View related analysis:
- Bitcoin Outlook: Is 60k the Bounce Zone or a Trap Door to 50k?
- Bitcoin Rout Stalls as Familiar Retracement Pattern Reappears
- Bitcoin Bears At Risk of Short Squeeze Unless Prices Continue Lower
- The Nasdaq-to-Bitcoin Correlation Is Alive and Well (During Risk-Off)
- AUD/JPY Rattled at 35-Year High, Gold Probes 5000 as Volatility Spikes
Bitcoin Bounce Risk Builds as $60k Support Holds

Source: LSEG
Furthermore, bitcoin has just suffered a five-month decline — its most bearish run since 2018. While this does not exactly scream “buy”, it is another factor to consider when assessing whether the market may be oversold, at least in the near term.
Seasonality also adds an interesting layer. While bitcoin has generated a slight negative median return over the past 12 years, it has closed higher in four of the past six Marchs. Average gains during positive March months have been 18.8%, compared with an average loss of -13.3% during negative months, despite March closing lower 54.5% of the time.

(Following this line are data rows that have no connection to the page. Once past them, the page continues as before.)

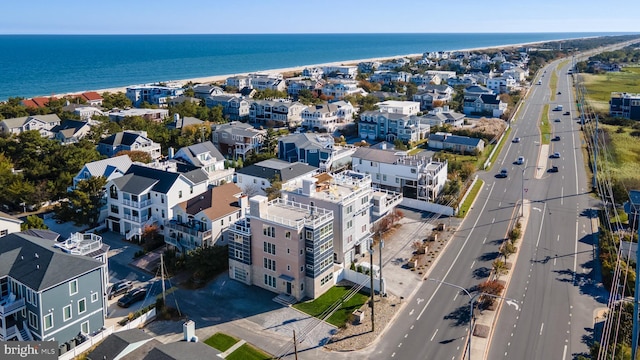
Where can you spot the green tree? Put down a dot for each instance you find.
(33, 222)
(84, 202)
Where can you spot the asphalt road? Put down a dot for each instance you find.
(553, 277)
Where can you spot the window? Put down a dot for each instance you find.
(48, 321)
(84, 327)
(33, 320)
(269, 231)
(82, 305)
(269, 280)
(269, 264)
(269, 248)
(66, 313)
(73, 287)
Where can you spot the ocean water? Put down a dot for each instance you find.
(41, 65)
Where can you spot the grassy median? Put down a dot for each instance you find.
(545, 126)
(464, 208)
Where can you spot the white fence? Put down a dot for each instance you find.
(427, 206)
(93, 340)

These are not predictions — merely observations of historical behaviour. But with prices still holding above $60k despite the negativity surrounding crypto, a countertrend bounce could remain on the cards so long as support continues to hold.

Source: LSEG
Bitcoin (BTC/USD) Technical Analysis: Bitcoin vs US Dollar
$60k Support Holds as Oversold Signals Hint at Bounce Risk
The weekly chart shows strong bearish momentum overall, with the gap below 80,000 highlighting an acceleration of the downtrend. Such gaps are sometimes referred to as “measuring gaps”, as they tend to appear around the midpoint of a move. If that interpretation proves accurate, bitcoin could theoretically fall as low as 30,000.
For now, my core bias remains for a move down to at least 50,000, near the 47,150 high-volume node (HVN). However, there are also clues that a bounce may be in the making on this timeframe.

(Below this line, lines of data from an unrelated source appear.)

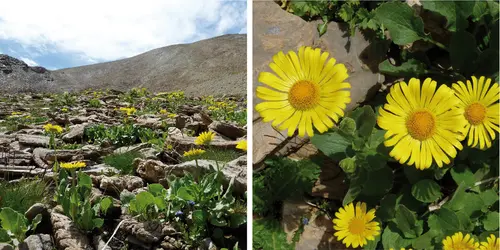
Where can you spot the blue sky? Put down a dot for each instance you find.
(60, 34)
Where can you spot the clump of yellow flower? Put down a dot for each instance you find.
(305, 91)
(491, 243)
(50, 128)
(242, 145)
(355, 225)
(128, 111)
(479, 106)
(72, 165)
(194, 152)
(205, 138)
(423, 124)
(458, 241)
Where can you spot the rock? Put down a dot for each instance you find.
(277, 30)
(236, 169)
(37, 208)
(34, 140)
(318, 233)
(5, 246)
(132, 148)
(67, 235)
(37, 242)
(115, 184)
(229, 130)
(150, 170)
(75, 133)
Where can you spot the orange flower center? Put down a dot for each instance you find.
(304, 95)
(421, 125)
(475, 113)
(357, 226)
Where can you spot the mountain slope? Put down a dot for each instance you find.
(212, 66)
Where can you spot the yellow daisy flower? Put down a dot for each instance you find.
(72, 165)
(458, 241)
(304, 91)
(242, 145)
(56, 129)
(422, 124)
(492, 243)
(355, 225)
(205, 138)
(479, 105)
(194, 152)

The spike lower four weeks ago respected 60,000 support. While prices have drifted lower since then, weekly volatility has remained subdued and bears have failed to drive price back to the wick’s low. This suggests the possibility that accumulation is taking place.
Momentum is also attempting to turn higher this week despite the plethora of risk-off headlines — a sign of resilience from bitcoin bulls given the geopolitical backdrop. It is also worth noting that the weekly RSI (2) and RSI (14) both reached oversold territory at last week’s close.

Source: CME, TradingView
$70k Resistance Key as Bulls Attempt to Build Momentum
70,000 is a clear line in the sand for bitcoin traders over the near term. While it continues to cap prices as resistance, we have now seen two bullish range-expansion candles, both forming higher lows relative to the 60,000 spike low. To me, this suggests bullish pressure is quietly building, which fits with the idea that accumulation may be taking place.

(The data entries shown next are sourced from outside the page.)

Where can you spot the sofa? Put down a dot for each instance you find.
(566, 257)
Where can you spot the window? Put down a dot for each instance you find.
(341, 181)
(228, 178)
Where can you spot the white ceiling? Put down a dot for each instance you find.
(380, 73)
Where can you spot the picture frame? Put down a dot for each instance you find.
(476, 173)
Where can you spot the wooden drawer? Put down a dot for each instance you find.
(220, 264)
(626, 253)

Tuesday’s hanging man candle warns of near-term downside risks, but my preference is to seek dips within yesterday’s range so long as prices remain above Tuesday’s low near 65,000.
A break above 70,000 could trigger a quick follow-through higher, given the significance of the level and the likelihood that bearish stops may be triggered. The 20-day EMA is currently capping prices as resistance, and a break above it brings the 50-day EMA into focus near the 80,000 level.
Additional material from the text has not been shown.